X_train['age'] = X_train['age'].fillna(median_val)
X_test['age'] = X_test['age'].fillna(median_val)

#### ✅ Task for students: add missing indicator for fare variable

In [3]:
# add your code here


#### ✅ Task for students: replace NaN by median you extracted from the training data

In [4]:
# add your code here


In [None]:
# check if the missing values were correctly replaced
X_train[['age', 'fare']].isnull().sum()

#### ✅ Task for students: Replace Missing data in categorical variables with the string **Missing**

In [None]:
# add your code here


check is there are any missing data in any of the variables in both test and train

In [None]:
X_train.isnull().sum()

In [None]:
X_test.isnull().sum()

#### ✅ Task for students: Remove rare labels in categorical variables
- print the different value counts for each of the categories in the cabin variable, what do you notice
- use the df[column].value_counts(normalize=True) to find the percentage of each category for each variable
- remove labels present in less than 5 % of the passengers

In [None]:
# add your code here


In [None]:
# print the cardinality of categorical variables
X_train.nunique()

In [None]:
# print the cardinality of categorical variables
X_test[vars_cat].nunique()

####  ✅ Task for students: Perform one hot encoding of categorical variables into k-1 binary variables

- k-1, means that if the variable contains 9 different categories, we create 8 different binary variables
- use OneHotEncoder from sklearn.
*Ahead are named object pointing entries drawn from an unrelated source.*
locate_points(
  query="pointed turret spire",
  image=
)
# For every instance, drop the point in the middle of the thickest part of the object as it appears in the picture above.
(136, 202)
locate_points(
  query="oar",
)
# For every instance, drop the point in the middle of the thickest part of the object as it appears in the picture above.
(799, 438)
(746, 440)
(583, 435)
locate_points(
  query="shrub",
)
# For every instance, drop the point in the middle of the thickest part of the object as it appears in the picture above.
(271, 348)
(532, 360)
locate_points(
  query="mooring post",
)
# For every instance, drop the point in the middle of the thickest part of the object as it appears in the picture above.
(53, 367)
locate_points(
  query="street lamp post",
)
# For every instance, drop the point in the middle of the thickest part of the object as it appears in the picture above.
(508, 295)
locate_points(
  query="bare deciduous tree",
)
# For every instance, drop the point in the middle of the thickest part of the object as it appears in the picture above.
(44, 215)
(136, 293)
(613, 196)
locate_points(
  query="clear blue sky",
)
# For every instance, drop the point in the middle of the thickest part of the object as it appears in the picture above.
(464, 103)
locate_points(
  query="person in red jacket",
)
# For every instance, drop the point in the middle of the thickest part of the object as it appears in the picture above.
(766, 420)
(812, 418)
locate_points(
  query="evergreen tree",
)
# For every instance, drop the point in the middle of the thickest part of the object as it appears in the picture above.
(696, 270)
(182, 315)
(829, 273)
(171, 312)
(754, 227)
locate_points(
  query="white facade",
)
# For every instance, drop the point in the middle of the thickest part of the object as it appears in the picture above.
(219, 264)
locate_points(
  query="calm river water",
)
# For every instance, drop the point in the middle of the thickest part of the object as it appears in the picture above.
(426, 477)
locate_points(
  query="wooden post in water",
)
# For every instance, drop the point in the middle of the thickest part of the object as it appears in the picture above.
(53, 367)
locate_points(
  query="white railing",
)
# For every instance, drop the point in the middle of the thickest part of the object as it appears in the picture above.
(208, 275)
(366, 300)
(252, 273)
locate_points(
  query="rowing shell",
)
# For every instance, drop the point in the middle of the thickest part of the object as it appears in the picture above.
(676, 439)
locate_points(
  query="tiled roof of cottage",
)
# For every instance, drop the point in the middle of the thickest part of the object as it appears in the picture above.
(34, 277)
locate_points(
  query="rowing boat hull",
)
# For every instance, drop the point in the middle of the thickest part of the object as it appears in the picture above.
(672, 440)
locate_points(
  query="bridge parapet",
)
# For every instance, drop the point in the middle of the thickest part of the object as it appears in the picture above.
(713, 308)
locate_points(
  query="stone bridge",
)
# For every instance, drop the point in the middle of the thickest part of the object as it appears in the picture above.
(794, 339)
The encoder will output a numpy array. You should use encoder.get_feature_names_out() to recreate a new dataframe
- remember to fit the encoder to the training data and to use it on the test data
- Remember to drop the original categorical variable (the one with the strings) after the encoding

In [None]:
from sklearn.preprocessing import OneHotEncoder
# add your code here


In [None]:
# make sure both dataframes have the same columns with the same order (important for scaling)
X_train.columns==X_test.columns

#### ✅ Task for students: Scale the variables
-  Use the standard scaler from Scikit-learn
-  make sure that you have the same order of variables in both train and test data
-  dont forget to use the same scaling parameters from the train data for the test data

In [None]:
# feature scaling
from sklearn.preprocessing import StandardScaler
# add your code here


#### ✅ Task for students: Train a Logistic Regression model from sklearn

- use sklearn to build a LogisticRegression model
- Set the regularization parameter to 0.0005
- Set the seed to 0 for reproducibility
- remember to train the model by using model.fit after you initialize it

In [None]:
# import the model
from sklearn.linear_model import LogisticRegression
# add your code here


### Make predictions and evaluate model performance
Determine:
- accuracy
- roc-auc
on both training and test data. Try different options (weighted vs. micro vs. macro) and try to understand the differences

**Important, remember that to determine the accuracy, you need the outcome 0, 1, referring to survived or not. But to determine the roc-auc you need the probability of survival.**

In [None]:
# to evaluate the models 
from sklearn.metrics import accuracy_score, roc_auc_score, f1_score


# make predictions for train set
class_ = model.predict(X_train)
pred = model.predict_proba(X_train)[:,1]

# determine mse and rmse
print('train roc-auc: {}'.format(roc_auc_score(y_train, pred)))
print('train accuracy: {}'.format(accuracy_score(y_train, class_)))

print()

#### ✅ Task for students: make predictions for test set and print accuracy and roc-auc


In [5]:
# add your code here


### That's it! Well done